Inhibition in the dynamics of selective attention: an integrative model for negative priming

Abstract

We introduce a computational model of the negative priming (NP) effect that includes perception, memory, attention, decision making, and action. The model is designed to provide a coherent picture across competing theories of NP. The model is formulated in terms of abstract dynamics for the activations of features, their binding into object entities, their semantic categorization as well as related memories and appropriate reactions. The dynamic variables interact in a connectionist network which is shown to be adaptable to a variety of experimental paradigms. We find that selective attention can be modeled by means of inhibitory processes and by a threshold dynamics. From the necessity of quantifying the experimental paradigms, we conclude that the specificity of the experimental paradigm must be taken into account when predicting the nature of the NP effect.
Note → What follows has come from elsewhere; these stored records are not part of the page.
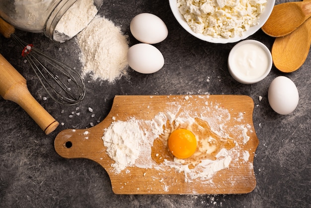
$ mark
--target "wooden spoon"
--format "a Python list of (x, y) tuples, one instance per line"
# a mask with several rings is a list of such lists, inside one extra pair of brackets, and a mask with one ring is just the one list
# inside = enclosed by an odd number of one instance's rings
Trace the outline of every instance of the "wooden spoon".
[(310, 16), (310, 0), (281, 3), (274, 6), (261, 29), (270, 36), (284, 36), (296, 29)]
[(311, 17), (289, 35), (275, 39), (271, 54), (274, 66), (283, 72), (298, 69), (305, 63), (311, 45)]

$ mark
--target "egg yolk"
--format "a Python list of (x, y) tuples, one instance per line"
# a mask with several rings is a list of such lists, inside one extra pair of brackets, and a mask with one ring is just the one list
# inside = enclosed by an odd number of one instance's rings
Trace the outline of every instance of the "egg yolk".
[(197, 148), (197, 139), (193, 133), (188, 129), (179, 128), (173, 131), (167, 140), (169, 151), (177, 158), (185, 159), (191, 157)]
Keywords: computational modeling; connectionist models; negative priming; selective attention.

Figure 1

Example of a sequence of stimuli. Consecutive screens are shown. Either stimuli or a blank screen followed by a fixation cross is displayed. Acronyms are explained in Table 1.

Figure 2

Four different paradigms for NP. (A) The location priming paradigm reveals NP in the encoding of space. (B) The flanker task implements a stimulus response mapping. (C) Responses are given as vocalization in the voicekey paradigm. (D) The word-picture comparison paradigm has the advantage of a disentanglement of target identity and response. The examples have been adapted such that green always defines the target.

Figure 3

Interaction scheme of the different components of the GMNP. Perceived stimuli are decomposed into single features, each of which is represented in a single variable in the corresponding layer. Object identity is maintained by activations in the binding layer, associating the different features of a stimulus object. Most paradigms require a semantic evaluation of the stimuli in order to generate a response. Therefore, the semantic layer gates information flow from the relevant features to the action layer which decides on the action to perform. Parallel to the information flow from perception to action a so-called central executive steers the model behavior with regard to the current task, i.e., providing information about the target and the mapping of semantic variables to actions. According to the similarity of the percept and a memorized stimulus configuration, the memory layer feeds back information of the former trial. The similarity signal also affects the effectiveness of transmission between features, semantic layer and actions as well as between memory itself and actions, the latter inversely to the first.

Figure 4

Normalized average firing rate of the network as a response to input (applied from time step 0 to 50 indicated by the gray shaded region) and no input (blue). The firing rate is determined by binning the spikes in each time step. Normalization is performed by division by the average maximum firing rate at time 50. The fraction of two subsequent firing rates, which corresponds to the time constant in an exponential fixed-point dynamics, is shown in red. Black lines show the means of the respective red lines. The deviation of the blue curve from a purely exponential dynamics is apparent, but quite small, justifying the simplified dynamics as described in the text.

Figure 5

Distribution of membrane potentials averaged over 10,000 trials. Note that the potentials are mostly uniformly distributed, as the color map only covers values from 0.0098 to 0.0115. Nevertheless, the fine grained plot reveals the processes generating the firing rates analyzed in Figure 4: initially all neurons are pushed toward higher membrane potential by the input, leaving a relative gap that is propagated upwards. Then, assemblies of neurons that are characterized by increased membrane potentials form when the recurrent input builds up. Finally, the system relaxes and the less regular spikes rebuild a more equally distributed picture until no further spikes are generated.

Figure 6

Activation traces over time in the different layers of the GMNP in the voicekey paradigm described in Section 2.2. Different colors correspond to different variables in the respective layer. A few traces are to be highlighted: solid blue lines in both the semantic and the action layer correspond to the respective threshold variable, black in the episodic memory layer denotes the strength of the memory trace, yellow is the uncertainty region for the old-new signal which is drawn in orange. The model is in classical episodic-retrieval mode, see Section 3.1. Targets are boosted and the entire episode retrieved. Retrieval is apparent in the plots by the re-rise of formerly active variables.

Figure 7

Activation traces over time in the relevant layers of the GMNP in the comparison paradigm. For coloring see Figure 6. The model is tuned to distractor inhibition mode, see Section 3.1. Two different conditions are shown: DTs, the former target becomes the current target and the reaction switches (from no to yes in this case); and DTr, again the former distractor becomes the current target but now the reaction does not switch (yes in both prime and probe trial). This plot illustrates the difficulty of comparing theories that are developed in a different context. Distractor inhibition theory itself is not able to explain a reaction time difference between the two conditions, as it is only formulated on a semantic level. Indeed GMNP does not show a difference in the traces except in the action layer, where persistent activation and relative inhibition causes the observed effects.